我们正式推出GIST算法,这一创新算法能够在选择高质量数据子集时,提供可证明的理论保证,同时最大化数据的多样性与实用性。

快速了解
现代机器学习虽已实现前所未有的性能突破,但代价是必须处理日益庞大且复杂的数据集。无论是大语言模型还是计算机视觉系统,都面临一个共同挑战:如何处理海量且计算成本高昂的数据。

这催生了子集选择的需求——即从完整数据集中选取一个规模更小但具有代表性的数据子集,用于常规训练任务(而非微调)。随之而来的问题是:我们如何确保所选子集包含足够信息,以训练出准确的模型?

在2025年的NeurIPS大会上,我们提出了贪心独立集阈值算法(GIST)。这一新算法通过平衡数据的“多样性”(确保所选数据不冗余)与“实用性”(数据与任务相关且有用),有效解决了上述问题。GIST不仅在图像分类等前沿基准任务中表现优异,更在数学上保证了其解的质量。

矛盾点:智能采样为何困难
在选择数据子集时,研究者必须权衡两个常相互冲突的目标:多样性与实用性。数据多样性要求确保所选数据点不重复;实用性则衡量所选子集的整体价值或信息量。

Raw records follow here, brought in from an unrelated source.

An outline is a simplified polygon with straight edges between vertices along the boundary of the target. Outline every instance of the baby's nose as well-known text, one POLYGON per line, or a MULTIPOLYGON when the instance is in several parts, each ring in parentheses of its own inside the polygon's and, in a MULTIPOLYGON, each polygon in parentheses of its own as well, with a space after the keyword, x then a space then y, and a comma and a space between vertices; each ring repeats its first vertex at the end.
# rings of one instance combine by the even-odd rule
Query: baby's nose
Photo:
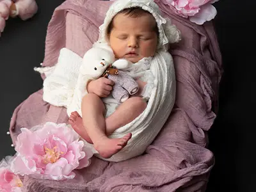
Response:
POLYGON ((131 37, 128 41, 129 47, 138 47, 137 38, 134 37, 131 37))

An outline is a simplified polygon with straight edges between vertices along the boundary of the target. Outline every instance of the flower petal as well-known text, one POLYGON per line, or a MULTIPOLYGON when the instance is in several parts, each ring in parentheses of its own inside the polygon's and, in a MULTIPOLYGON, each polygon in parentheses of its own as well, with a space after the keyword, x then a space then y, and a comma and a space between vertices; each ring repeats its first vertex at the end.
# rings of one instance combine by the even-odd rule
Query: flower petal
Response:
POLYGON ((193 17, 189 17, 191 22, 195 22, 198 25, 203 24, 205 21, 212 20, 217 14, 217 10, 214 6, 211 4, 205 4, 198 13, 193 17))
POLYGON ((21 133, 17 137, 15 150, 22 156, 31 156, 33 154, 31 143, 38 142, 39 138, 30 130, 21 128, 21 133))
POLYGON ((26 159, 20 154, 11 163, 11 170, 16 174, 21 175, 40 173, 36 167, 35 162, 31 159, 26 159))

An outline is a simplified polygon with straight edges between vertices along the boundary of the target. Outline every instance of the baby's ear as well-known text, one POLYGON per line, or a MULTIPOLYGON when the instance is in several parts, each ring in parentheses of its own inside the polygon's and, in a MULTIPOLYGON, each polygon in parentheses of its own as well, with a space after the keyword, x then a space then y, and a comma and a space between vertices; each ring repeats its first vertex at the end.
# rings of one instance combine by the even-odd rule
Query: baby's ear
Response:
POLYGON ((177 43, 181 40, 180 31, 176 26, 172 24, 172 21, 168 18, 165 18, 166 23, 164 25, 164 30, 170 44, 177 43))

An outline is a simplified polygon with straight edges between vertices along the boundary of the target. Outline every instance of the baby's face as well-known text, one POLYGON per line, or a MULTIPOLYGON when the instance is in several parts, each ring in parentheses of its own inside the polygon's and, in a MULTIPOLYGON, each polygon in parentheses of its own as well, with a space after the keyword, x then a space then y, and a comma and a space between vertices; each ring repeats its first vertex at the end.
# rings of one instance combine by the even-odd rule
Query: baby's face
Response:
POLYGON ((150 14, 136 18, 117 15, 109 37, 115 57, 136 63, 145 57, 153 56, 157 44, 156 25, 150 14))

对于多样性,我们关注最大化任意两个选定数据点之间的最小距离(通常在嵌入空间中),即最大最小多样性。若选择两个高度相似的数据点(如两张几乎相同的金毛犬图片),多样性就会很低。最大最小多样性强制选取彼此尽可能分散的点,从而减少冗余并确保对数据空间的广泛覆盖。对于实用性,我们聚焦于单调次模函数类,旨在最大化子集覆盖的独特信息总量。

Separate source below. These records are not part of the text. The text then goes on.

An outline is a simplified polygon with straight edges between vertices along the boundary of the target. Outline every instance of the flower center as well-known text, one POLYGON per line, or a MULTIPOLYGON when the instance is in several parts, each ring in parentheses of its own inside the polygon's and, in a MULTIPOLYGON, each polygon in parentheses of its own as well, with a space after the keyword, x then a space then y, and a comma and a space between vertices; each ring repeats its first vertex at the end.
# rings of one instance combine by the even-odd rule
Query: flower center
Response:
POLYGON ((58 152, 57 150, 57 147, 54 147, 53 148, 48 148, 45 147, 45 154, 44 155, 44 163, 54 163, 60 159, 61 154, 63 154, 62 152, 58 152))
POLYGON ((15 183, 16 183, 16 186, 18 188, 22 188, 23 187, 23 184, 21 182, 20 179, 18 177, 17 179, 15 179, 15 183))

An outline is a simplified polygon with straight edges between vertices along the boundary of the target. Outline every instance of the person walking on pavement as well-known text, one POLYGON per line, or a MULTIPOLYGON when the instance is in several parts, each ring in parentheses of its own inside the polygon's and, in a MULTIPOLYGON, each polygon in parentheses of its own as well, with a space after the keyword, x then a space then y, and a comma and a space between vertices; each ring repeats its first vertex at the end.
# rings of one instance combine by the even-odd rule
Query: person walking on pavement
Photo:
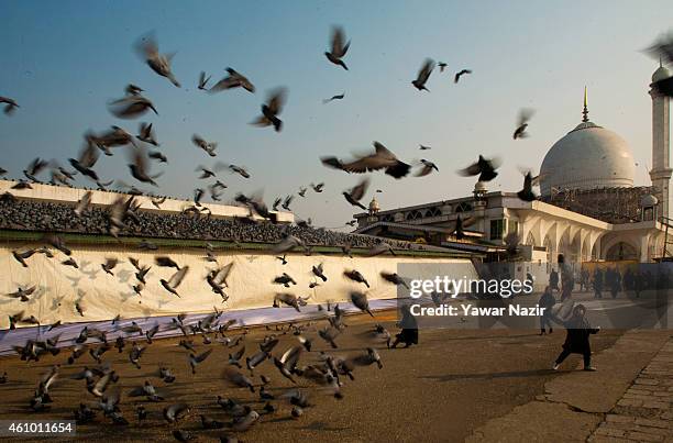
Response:
POLYGON ((559 366, 571 354, 582 354, 584 358, 584 370, 596 370, 592 366, 592 346, 589 336, 600 331, 600 328, 593 328, 586 319, 586 308, 584 304, 577 304, 573 308, 573 314, 569 320, 561 320, 554 317, 554 321, 566 329, 565 342, 563 351, 556 357, 552 369, 559 369, 559 366))

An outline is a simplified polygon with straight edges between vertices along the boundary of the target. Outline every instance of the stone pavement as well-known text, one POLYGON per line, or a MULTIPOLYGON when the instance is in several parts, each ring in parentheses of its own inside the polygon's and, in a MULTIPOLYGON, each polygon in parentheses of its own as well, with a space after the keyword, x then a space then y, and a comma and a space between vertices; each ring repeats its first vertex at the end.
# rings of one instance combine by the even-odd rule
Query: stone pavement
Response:
POLYGON ((626 332, 593 356, 595 373, 581 370, 576 361, 576 366, 564 362, 564 374, 545 383, 534 401, 489 420, 466 442, 673 443, 670 330, 626 332))
POLYGON ((673 339, 606 414, 589 442, 673 442, 673 339))

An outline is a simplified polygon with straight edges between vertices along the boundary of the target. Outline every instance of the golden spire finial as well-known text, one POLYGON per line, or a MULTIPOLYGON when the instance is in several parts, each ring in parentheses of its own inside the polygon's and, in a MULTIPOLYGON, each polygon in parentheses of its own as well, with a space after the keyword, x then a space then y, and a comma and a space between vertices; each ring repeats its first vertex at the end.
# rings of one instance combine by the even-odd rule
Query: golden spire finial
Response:
POLYGON ((588 122, 588 108, 587 108, 586 86, 584 87, 584 110, 582 110, 582 121, 584 123, 588 122))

难点在于如何结合这两个目标。纯粹的最大最小策略可能选出多样但无关的数据点,而纯粹的实用性策略则可能选出一簇高度相关却冗余的点。寻找一个既最大程度分散又最大程度信息丰富的子集,是一个复杂的组合优化问题,已知属于NP难题,这意味着没有算法能高效找到最优解,尤其对于海量数据集。

这一内在矛盾需要巧妙的近似策略。

GIST的工作原理
既然寻找完美子集不切实际,目标便转向设计具有可证明近似保证的算法——即通过数学安全网确保解始终接近理论最优值。这正是GIST的突破性贡献所在。

GIST将多样性-实用性的权衡问题分解为一系列更简单但相关的优化子问题:

  1. 对多样性部分设定阈值
    GIST首先暂时隔离多样性部分。它不直接尝试最大化所有点之间的最小距离(难题),而是转向一个更简单的问题:“在给定固定最小距离的前提下,我们能选出的最佳数据子集是什么?”

通过设定最小距离要求,GIST将数据转化为图结构处理:仅当两点距离小于该设定距离时,它们才被连接。在此图中,任何相连的点都被视为过于相似,不应同时出现在最终子集中。

  1. 近似求解独立集
    接着,GIST寻找在此图中无任何两点相连的最大实用性子集——即经典的最大独立集问题。这好比策划一场晚宴:某些客人不能同桌,目标是邀请尽可能有趣的人群,但必须遵守“桌上任意两人无冲突”的规则。这是一个巨大的组合难题,因为选择一位客人可能“排除”其他三位高价值人选。要找到最佳组合,需检查指数级数量的分组方式,因此该问题被视为计算领域最难的课题之一。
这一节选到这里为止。